Findings of this preliminary anonymous survey study suggest that RLS prevalence is high in this Appalachian primary care population and that RLS is associated with significant burden in terms of both mood and sleep impairment.
不宁腿综合征(RLS)是一种常见且令人痛苦的感觉运动障碍,其病因不明。虽然已有多项针对北美和欧洲人群的 RLS 流行病学研究,但对于包括阿巴拉契亚地区在内的贫困农村人群中的 RLS 及 RLS 负担的研究仍然很少。在这项研究中,我们调查了阿巴拉契亚地区初级保健人群中的 RLS 患病率,并研究了 RLS 与人口统计学因素、生活方式特征、睡眠质量和情绪障碍的相关性。
本匿名调查研究的参与者为年龄≥18 岁、居住在西弗吉尼亚州 4 家初级保健诊所的社区居民。收集的数据包括详细的睡眠模式、人口统计学特征、生活方式因素和健康/医疗史;调查还包括专门针对 RLS 诊断和严重程度的问题。回复率非常高,接触到的符合条件的成年人中有 68%(1427/2087)返回了完整的调查问卷。(N = 65)和(N = 142)关键变量缺失的孕妇被排除在分析之外。

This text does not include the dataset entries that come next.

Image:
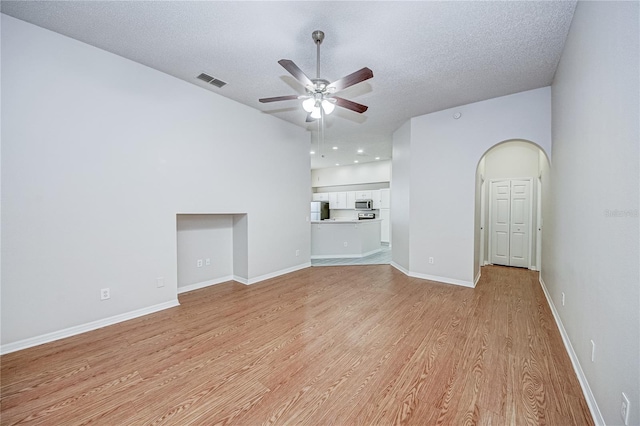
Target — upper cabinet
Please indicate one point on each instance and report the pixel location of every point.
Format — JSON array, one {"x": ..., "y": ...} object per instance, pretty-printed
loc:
[
  {"x": 337, "y": 200},
  {"x": 363, "y": 195},
  {"x": 347, "y": 199},
  {"x": 351, "y": 199},
  {"x": 385, "y": 198}
]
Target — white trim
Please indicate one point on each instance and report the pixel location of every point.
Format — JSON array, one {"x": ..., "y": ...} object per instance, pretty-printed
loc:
[
  {"x": 83, "y": 328},
  {"x": 345, "y": 256},
  {"x": 203, "y": 284},
  {"x": 272, "y": 274},
  {"x": 584, "y": 384},
  {"x": 444, "y": 280},
  {"x": 490, "y": 245},
  {"x": 399, "y": 268}
]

在最终的分析样本中,1217 名参与者中有 19.6%(18.2%至少每月出现一次症状)符合 IRLSSG 的 4 项诊断标准,但不存在位置不适或腿部痉挛;14.5%报告每周至少出现一次 RLS 症状,10.1%表示每周出现症状≥3 次。排除患有糖尿病、肾病或贫血的患者后,这些比率仅略有下降。与没有 RLS 的人相比,患有 RLS 的人更有可能年龄较大、女性、收入较低、失业、残疾、非西班牙裔白人,且受教育程度较低。患有 RLS 的人情绪和睡眠障碍明显更为严重;在调整人口统计学和生活方式特征、健康史和其他因素后,患有 RLS 的人仍更有可能报告患有抑郁症(调整后的优势比[OR] = 1.9;95%置信区间[CI] = 1.4,2.6)和焦虑症(OR = 1.6,CI 1.1,2.2),报告睡眠障碍(OR = 2.4,CI 1.6,3.7)和每周 7 天(OR = 1.8,CI 1.3,2.4),以及每晚平均睡眠时间<5 小时(OR = 1.7,CI 1.2,2.3)。这些关联随着症状频率的增加而(p 值趋势<0.01)变得更强和更大。
这项初步的匿名调查研究结果表明,RLS 在阿巴拉契亚地区初级保健人群中的患病率较高,并且 RLS 与情绪和睡眠障碍的显著负担有关。